102574: [AtCoder]ABC257 E - Addition and Multiplication 2

Problem Statement

Takahashi has an integer $x$. Initially, $x=0$.

Takahashi may do the following operation any number of times.

• Choose an integer $i\ (1\leq i \leq 9)$. Pay $C_i$ yen (the currency in Japan) to replace $x$ with $10x + i$.

Takahashi has a budget of $N$ yen. Find the maximum possible value of the final $x$ resulting from operations without exceeding the budget.

Constraints

• $1 \leq N \leq 10^6$
• $1 \leq C_i \leq N$
• All values in input are integers.

Input

Input is given from Standard Input in the following format:

$N$
$C_1$ $C_2$ $\ldots$ $C_9$

Output

Print the answer.

Sample Input 1

5
5 4 3 3 2 5 3 5 3

Sample Output 1

95

For example, the operations where $i = 9$ and $i=5$ in this order change $x$ as:

$0 \rightarrow 9 \rightarrow 95$.

The amount of money required for these operations is $C_9 + C_5 = 3 + 2 = 5$ yen, which does not exceed the budget. Since we can prove that we cannot make an integer greater than or equal to $96$ without exceeding the budget, the answer is $95$.

Sample Input 2

20
1 1 1 1 1 1 1 1 1

Sample Output 2

99999999999999999999

Note that the answer may not fit into a $64$-bit integer type.

问题描述

高桥有一个整数$x$。最初，$x=0$。

高桥可以任意多次执行以下操作。

• 选择一个整数$i\ (1\leq i \leq 9)$。支付$C_i$日元（日本的货币）将$x$替换为$10x + i$。

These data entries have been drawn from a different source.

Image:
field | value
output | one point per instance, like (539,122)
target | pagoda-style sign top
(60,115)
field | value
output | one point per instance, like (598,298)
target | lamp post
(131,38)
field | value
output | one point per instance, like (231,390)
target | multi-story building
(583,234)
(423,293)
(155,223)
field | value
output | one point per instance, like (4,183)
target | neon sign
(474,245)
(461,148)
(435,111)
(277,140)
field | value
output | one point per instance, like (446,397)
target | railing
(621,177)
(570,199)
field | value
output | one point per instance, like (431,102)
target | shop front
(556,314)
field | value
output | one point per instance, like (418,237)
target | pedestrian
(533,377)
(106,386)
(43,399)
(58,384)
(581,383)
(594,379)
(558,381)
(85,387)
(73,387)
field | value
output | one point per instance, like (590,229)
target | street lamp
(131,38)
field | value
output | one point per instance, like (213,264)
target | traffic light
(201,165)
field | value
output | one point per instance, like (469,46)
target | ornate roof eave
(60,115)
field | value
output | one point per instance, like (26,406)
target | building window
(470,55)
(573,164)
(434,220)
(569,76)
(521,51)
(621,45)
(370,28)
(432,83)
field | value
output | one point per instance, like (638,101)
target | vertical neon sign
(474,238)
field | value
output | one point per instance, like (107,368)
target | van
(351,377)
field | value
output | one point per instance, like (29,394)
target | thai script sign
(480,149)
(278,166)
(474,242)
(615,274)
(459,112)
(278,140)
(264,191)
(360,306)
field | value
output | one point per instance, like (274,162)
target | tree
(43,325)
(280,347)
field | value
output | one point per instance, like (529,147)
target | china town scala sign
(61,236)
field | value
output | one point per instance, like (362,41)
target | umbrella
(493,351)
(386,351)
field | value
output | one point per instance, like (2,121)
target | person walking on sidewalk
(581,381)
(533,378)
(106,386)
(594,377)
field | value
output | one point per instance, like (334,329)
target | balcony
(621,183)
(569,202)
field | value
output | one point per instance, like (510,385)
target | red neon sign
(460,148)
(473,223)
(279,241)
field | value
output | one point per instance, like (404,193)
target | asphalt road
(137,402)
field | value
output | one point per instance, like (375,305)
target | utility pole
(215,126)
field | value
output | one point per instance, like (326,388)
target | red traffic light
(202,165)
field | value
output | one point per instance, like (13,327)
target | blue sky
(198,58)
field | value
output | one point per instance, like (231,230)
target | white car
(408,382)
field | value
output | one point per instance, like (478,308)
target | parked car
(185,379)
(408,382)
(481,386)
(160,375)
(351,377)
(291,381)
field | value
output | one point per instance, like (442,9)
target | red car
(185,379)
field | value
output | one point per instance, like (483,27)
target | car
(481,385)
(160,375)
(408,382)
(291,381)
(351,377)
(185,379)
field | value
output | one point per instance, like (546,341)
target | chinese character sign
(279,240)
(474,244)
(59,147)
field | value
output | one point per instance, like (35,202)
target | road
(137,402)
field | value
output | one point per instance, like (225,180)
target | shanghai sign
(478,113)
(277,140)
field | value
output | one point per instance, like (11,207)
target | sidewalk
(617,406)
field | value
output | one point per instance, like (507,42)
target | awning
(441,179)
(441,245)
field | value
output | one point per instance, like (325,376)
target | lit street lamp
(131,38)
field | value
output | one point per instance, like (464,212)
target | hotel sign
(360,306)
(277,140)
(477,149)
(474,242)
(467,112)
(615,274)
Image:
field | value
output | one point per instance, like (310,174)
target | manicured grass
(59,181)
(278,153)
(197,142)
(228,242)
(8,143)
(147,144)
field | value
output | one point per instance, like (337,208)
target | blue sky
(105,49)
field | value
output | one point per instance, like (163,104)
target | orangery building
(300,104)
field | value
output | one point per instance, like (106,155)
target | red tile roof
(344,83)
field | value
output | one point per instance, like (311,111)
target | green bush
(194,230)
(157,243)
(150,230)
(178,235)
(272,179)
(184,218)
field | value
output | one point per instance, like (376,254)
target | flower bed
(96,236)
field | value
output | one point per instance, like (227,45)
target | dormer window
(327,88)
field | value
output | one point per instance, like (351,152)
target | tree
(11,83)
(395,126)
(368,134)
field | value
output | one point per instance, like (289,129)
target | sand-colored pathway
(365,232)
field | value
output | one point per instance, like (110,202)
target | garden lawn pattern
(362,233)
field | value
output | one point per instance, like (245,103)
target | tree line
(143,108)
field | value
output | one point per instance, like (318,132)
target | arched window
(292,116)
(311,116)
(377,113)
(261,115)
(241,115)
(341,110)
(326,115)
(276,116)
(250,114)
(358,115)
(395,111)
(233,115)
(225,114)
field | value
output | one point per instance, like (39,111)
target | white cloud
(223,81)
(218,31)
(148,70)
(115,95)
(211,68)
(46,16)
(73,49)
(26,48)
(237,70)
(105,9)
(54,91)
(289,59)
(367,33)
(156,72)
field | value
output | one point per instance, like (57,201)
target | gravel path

高桥有一个预算$N$日元。在不超过预算的情况下，求通过操作得到的最终$x$的最大可能值。

约束

• $1 \leq N \leq 10^6$
• $1 \leq C_i \leq N$
• 输入中的所有值都是整数。

输入

从标准输入按照以下格式给出输入：

$N$
$C_1$ $C_2$ $\ldots$ $C_9$

输出

打印答案。

样例输入1

5
5 4 3 3 2 5 3 5 3

样例输出1

95

例如，按照顺序执行操作$i = 9$和$i=5$会改变$x$为：

$0 \rightarrow 9 \rightarrow 95$。

这些操作所需的费用为$C_9 + C_5 = 3 + 2 = 5$日元，不超过预算。由于我们可以在不超过预算的情况下证明无法将整数变为大于或等于$96$的数，因此答案为$95$。

样例输入2

20
1 1 1 1 1 1 1 1 1

样例输出2

99999999999999999999

请注意，答案可能无法容纳到$64$位整数类型中。